La duración como indicador dudoso
A pesar de la aparente gloria asociada a largas ovaciones, los críticos sugieren que su duración no es un predictor confiable de recibir la Palme d’Or. El medio The Wrap ha explorado este ritual cannois, donde periodistas realizan un seguimiento cronometrado de los aplausos. Si bien pueden haber ovaciones sinceras, el aspecto sistemático de este conteo ha suscitado una cierta incomodidad en la industria cinematográfica.
Un fenómeno que incomoda a los cineastas
Las largas ovaciones pueden convertirse en un momento abrumador para los creadores. Rodrigo Sorogoyen, durante la ovación de su película El Ser Querido, mostró su incomodidad al alejar la cámara de su rostro, visiblemente emocionado pero también incómodo.
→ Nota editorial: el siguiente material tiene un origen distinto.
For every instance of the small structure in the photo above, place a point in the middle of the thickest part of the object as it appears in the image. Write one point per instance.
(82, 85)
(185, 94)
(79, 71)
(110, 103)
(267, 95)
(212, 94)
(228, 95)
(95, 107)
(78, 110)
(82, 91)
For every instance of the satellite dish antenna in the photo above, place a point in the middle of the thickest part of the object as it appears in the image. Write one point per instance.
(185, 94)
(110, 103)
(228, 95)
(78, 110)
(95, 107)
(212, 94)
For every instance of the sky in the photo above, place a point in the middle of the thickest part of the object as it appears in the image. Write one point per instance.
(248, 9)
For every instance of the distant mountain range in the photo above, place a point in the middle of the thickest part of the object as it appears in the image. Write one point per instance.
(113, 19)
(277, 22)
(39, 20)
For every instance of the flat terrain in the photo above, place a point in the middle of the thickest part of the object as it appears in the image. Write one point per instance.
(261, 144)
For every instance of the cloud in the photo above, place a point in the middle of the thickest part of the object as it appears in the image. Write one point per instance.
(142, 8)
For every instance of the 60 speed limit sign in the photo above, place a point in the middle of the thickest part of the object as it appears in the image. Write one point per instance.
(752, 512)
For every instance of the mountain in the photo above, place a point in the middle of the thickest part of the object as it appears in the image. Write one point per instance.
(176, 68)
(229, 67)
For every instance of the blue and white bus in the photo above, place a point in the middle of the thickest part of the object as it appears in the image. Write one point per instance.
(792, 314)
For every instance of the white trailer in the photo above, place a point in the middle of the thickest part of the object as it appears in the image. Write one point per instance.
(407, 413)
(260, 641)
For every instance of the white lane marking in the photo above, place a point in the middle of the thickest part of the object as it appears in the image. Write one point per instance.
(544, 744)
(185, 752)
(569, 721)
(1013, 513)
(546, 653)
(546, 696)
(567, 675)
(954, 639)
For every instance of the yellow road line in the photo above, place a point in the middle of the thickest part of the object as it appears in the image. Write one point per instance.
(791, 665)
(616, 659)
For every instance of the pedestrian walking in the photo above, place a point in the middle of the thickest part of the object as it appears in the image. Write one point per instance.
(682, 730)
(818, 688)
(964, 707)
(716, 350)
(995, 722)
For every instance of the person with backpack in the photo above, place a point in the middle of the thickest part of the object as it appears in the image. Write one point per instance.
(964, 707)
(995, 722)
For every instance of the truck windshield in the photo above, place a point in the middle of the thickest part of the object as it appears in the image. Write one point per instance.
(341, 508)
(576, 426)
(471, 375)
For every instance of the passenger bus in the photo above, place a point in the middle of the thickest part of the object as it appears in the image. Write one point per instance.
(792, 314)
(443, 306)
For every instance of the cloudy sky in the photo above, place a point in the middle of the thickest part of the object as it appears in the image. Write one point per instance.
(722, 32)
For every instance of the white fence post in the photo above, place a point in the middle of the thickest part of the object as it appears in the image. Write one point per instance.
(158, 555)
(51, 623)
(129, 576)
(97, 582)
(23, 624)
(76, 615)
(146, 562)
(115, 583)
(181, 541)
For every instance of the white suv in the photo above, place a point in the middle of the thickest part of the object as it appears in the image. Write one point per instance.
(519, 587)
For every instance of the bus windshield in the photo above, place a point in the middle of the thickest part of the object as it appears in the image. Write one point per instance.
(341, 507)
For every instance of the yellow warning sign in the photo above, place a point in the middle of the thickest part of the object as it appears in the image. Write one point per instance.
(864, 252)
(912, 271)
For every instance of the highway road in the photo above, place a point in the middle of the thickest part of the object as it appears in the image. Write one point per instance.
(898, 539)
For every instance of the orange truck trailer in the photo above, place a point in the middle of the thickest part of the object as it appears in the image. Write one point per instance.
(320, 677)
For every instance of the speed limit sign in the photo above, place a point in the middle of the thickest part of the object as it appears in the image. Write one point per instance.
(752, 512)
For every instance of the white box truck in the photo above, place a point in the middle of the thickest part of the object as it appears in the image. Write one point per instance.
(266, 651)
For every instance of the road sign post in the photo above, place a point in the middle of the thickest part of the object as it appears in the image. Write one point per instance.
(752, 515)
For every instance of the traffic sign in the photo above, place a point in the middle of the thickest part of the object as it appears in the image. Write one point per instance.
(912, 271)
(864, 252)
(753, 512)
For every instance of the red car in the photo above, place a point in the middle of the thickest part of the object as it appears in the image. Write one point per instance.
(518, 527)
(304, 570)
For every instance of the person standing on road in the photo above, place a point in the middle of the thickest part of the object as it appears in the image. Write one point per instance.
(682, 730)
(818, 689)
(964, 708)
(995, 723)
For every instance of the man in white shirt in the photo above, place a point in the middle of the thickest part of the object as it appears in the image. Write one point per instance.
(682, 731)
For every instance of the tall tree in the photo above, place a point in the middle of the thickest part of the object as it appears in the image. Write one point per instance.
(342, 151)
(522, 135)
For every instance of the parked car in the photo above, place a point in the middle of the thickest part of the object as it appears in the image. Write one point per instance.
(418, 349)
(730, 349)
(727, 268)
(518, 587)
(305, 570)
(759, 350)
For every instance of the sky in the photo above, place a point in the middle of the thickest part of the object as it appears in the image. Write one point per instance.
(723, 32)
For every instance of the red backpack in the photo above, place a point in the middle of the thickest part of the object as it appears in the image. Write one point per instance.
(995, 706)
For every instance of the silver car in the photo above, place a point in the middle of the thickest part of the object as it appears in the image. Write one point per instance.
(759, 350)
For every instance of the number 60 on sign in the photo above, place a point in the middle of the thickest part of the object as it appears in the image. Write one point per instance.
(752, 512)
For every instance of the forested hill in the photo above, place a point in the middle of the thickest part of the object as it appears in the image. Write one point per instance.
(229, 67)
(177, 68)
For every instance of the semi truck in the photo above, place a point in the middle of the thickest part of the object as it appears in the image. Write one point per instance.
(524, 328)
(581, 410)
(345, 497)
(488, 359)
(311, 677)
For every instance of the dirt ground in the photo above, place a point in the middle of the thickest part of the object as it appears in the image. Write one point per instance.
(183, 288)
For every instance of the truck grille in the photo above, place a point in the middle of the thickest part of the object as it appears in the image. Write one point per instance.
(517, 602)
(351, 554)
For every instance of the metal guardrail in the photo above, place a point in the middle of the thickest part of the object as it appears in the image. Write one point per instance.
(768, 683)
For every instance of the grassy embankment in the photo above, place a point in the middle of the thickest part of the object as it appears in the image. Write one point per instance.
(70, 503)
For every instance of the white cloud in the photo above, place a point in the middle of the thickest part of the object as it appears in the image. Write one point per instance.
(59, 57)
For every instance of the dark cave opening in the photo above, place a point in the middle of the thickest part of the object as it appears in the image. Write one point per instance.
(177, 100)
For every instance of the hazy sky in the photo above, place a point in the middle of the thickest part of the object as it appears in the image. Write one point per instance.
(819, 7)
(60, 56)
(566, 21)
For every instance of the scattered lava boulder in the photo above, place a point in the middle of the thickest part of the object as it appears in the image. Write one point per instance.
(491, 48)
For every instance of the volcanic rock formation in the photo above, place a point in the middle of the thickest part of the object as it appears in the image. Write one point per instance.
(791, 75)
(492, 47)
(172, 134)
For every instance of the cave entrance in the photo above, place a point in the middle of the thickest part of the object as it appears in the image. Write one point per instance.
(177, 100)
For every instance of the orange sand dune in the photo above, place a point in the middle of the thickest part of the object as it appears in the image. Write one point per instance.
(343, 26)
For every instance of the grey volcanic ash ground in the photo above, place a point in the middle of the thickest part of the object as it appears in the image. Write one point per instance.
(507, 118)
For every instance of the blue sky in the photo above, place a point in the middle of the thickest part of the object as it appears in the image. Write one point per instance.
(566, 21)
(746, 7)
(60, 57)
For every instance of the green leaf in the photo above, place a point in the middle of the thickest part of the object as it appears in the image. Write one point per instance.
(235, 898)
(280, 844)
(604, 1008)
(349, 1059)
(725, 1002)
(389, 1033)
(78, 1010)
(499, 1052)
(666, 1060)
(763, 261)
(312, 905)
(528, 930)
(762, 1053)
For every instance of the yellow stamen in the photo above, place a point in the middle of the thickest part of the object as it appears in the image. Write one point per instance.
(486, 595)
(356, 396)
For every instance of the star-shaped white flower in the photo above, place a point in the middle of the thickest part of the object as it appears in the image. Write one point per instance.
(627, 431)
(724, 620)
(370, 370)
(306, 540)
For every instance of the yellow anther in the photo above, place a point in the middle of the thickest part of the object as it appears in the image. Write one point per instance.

Esta sensación no es exclusiva de los directores, como lo demostró Joachim Trier, quien expresó que ser objeto de atención durante 19 largos minutos de aplausos es como recibir un “cumpleaños feliz” por tiempo prolongado.
Más allá de los aplausos: un análisis crítico
La historia del Festival ha mostrado que una extensa ovación no necesariamente se traduce en premios. Por ejemplo, el film de Joachim Trier, aunque recibió entre 15 y 19 minutos de aplausos, no consiguió la Palme d’Or, que fue otorgada a Un simple accidente de Jafar Panahi, que tuvo apenas 8 minutos de ovaciones. Esto resalta la incertidumbre de que un público entusiasta y cifras de aplausos sean indicadores precisos del criterio del jurado.
Conclusiones: el dilema de la ovación
La cultura de las standing ovations en Cannes, aunque llena de emoción y expectativa, debe ser vista con precaución. La duración de aplausos podría ser más un reflejo de un momento efímero y espectáculos condicionados que de la calidad real de la obra presentada. La incertidumbre sobre quién se llevará la Palma d’Or es parte del atractivo del festival, y con 12 minutos de aplausos para Fjord, la competencia está lejos de ser decidida. En conclusión, la ciencia detrás de las ovaciones en Cannes sigue siendo todo un misterio, donde el verdadera talento y la percepción del jurado pueden, a menudo, ir en direcciones opuestas.